Especially in early clinical phases, it is particularly useful to have a surrogate for exacerbations. Having a surrogate would allow the researcher to assess the effect of the novel drug on this surrogate, thereby de-risking the late phase of drug development.

At present, the usefulness of FRI to better characterize COPD exacerbations is speculative, and additional studies using FRI need to be performed to confirm the correlation between regional hyperinflation and exacerbations. A clinical trial with the latter topic (NCT01684384) has been recently concluded, and the results will be available shortly.

Often, in clinical trials with FRI and spirometry, one raises the following question: which end points are “measurements” and which end points are “calculations”. While the easy answer is to state that all parameters derived from the HRCT are calculated, the topic becomes more complex when we take one step back and realize that virtually all measurements are in fact calculations. The FEV1, for instance, is a calculation of a pressure drop over a known resistance integrated between 0 second and 1 second; the HRCT is regarded as a measurement or even a picture, while it is inherently a calculation (the C stands for computed). The problem we experienced using terms such as calculation, model, simulation etc is that these end points are often dismissed as not real or idealized, while the opposite is true. FRI parameters are advanced quantifications of patient-specific measures. In our view, the difference between a “measurement” and a “calculation” is merely the level of general acceptance of the method used to obtain the parameter.

The study demonstrated that orally administered roflumilast supports the reduction of regional hyperinflation in areas previously undertreated by inhalation medication.
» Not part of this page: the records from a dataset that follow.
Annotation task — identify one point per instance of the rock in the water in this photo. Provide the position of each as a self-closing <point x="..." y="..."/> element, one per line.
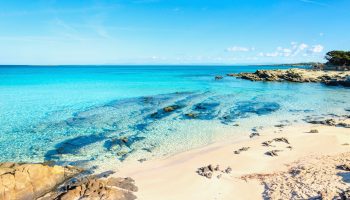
<point x="241" y="149"/>
<point x="281" y="139"/>
<point x="267" y="143"/>
<point x="254" y="134"/>
<point x="313" y="131"/>
<point x="95" y="188"/>
<point x="218" y="77"/>
<point x="332" y="78"/>
<point x="345" y="167"/>
<point x="31" y="181"/>
<point x="228" y="170"/>
<point x="171" y="108"/>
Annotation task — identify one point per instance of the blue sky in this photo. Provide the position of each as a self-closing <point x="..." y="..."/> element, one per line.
<point x="171" y="31"/>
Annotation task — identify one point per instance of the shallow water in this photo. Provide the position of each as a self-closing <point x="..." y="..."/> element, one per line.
<point x="87" y="114"/>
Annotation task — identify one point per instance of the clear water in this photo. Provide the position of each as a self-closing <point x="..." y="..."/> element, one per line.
<point x="80" y="115"/>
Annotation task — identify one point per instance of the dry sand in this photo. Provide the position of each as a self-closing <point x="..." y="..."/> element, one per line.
<point x="175" y="177"/>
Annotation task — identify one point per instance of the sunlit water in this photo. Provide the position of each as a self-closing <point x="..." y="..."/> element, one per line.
<point x="84" y="115"/>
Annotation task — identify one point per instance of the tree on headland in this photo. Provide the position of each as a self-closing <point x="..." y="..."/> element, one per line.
<point x="338" y="58"/>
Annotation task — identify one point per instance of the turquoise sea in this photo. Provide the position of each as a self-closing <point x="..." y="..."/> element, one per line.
<point x="82" y="115"/>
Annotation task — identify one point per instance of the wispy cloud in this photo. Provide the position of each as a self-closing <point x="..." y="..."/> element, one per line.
<point x="314" y="2"/>
<point x="240" y="49"/>
<point x="295" y="49"/>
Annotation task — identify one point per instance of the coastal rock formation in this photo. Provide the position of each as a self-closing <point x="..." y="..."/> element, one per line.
<point x="332" y="122"/>
<point x="323" y="177"/>
<point x="334" y="78"/>
<point x="44" y="182"/>
<point x="31" y="181"/>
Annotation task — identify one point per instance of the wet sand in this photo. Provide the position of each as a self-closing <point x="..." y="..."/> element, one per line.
<point x="175" y="177"/>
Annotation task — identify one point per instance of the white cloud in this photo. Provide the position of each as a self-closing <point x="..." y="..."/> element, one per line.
<point x="294" y="50"/>
<point x="274" y="54"/>
<point x="240" y="49"/>
<point x="316" y="49"/>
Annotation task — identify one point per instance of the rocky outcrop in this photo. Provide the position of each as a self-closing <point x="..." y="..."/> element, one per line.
<point x="322" y="177"/>
<point x="31" y="181"/>
<point x="334" y="78"/>
<point x="44" y="182"/>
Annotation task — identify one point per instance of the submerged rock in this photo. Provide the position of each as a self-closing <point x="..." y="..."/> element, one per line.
<point x="218" y="77"/>
<point x="273" y="153"/>
<point x="241" y="149"/>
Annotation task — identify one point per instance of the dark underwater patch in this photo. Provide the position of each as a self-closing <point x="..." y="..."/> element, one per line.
<point x="72" y="146"/>
<point x="245" y="109"/>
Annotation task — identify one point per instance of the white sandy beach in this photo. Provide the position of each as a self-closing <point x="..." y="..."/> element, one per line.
<point x="175" y="177"/>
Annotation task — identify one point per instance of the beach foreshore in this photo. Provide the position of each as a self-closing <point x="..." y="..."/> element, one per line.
<point x="176" y="177"/>
<point x="298" y="161"/>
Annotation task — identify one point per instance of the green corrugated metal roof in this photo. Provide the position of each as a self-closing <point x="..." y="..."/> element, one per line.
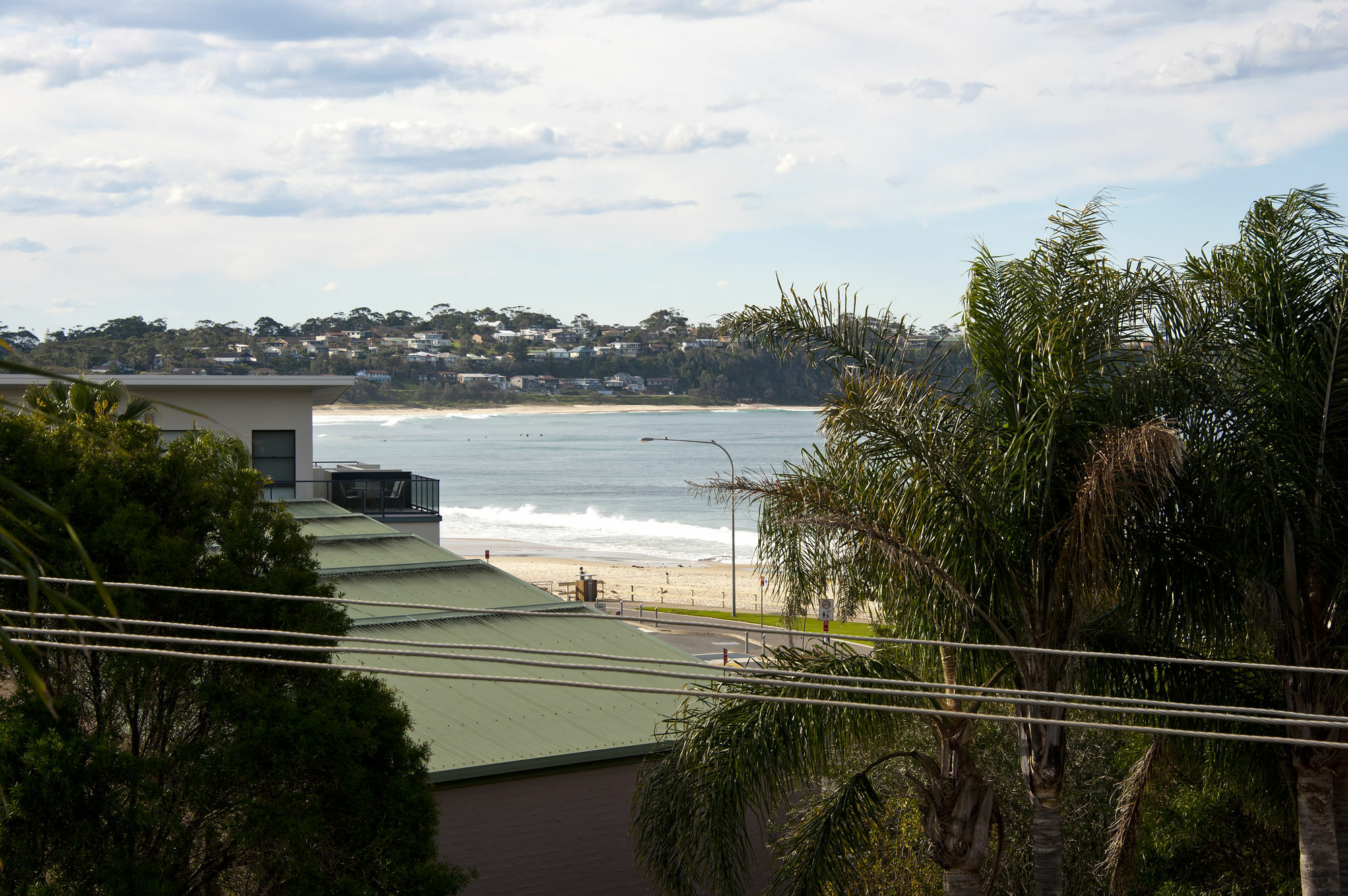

The local reduction in hyperinflation induces a redistribution of ventilation and aerosol deposition, leading to enhanced efficacy of the concomitant ICS/LABA/LAMA therapy. FRI appears to be a sensitive tool to describe the mode of action of novel compounds in COPD. Future studies need to confirm the enhanced sensitivity and the potential of FRI parameters to act as surrogates for clinically relevant, but more difficult to measure, end points such as exacerbations.

Acknowledgment

The study was funded by Takeda Pharmaceutical Company.

Disclosure

The authors have no other relevant affiliations or financial involvement with any organization or entity with a financial conflict with the subject matter or materials discussed in the manuscript apart from those disclosed.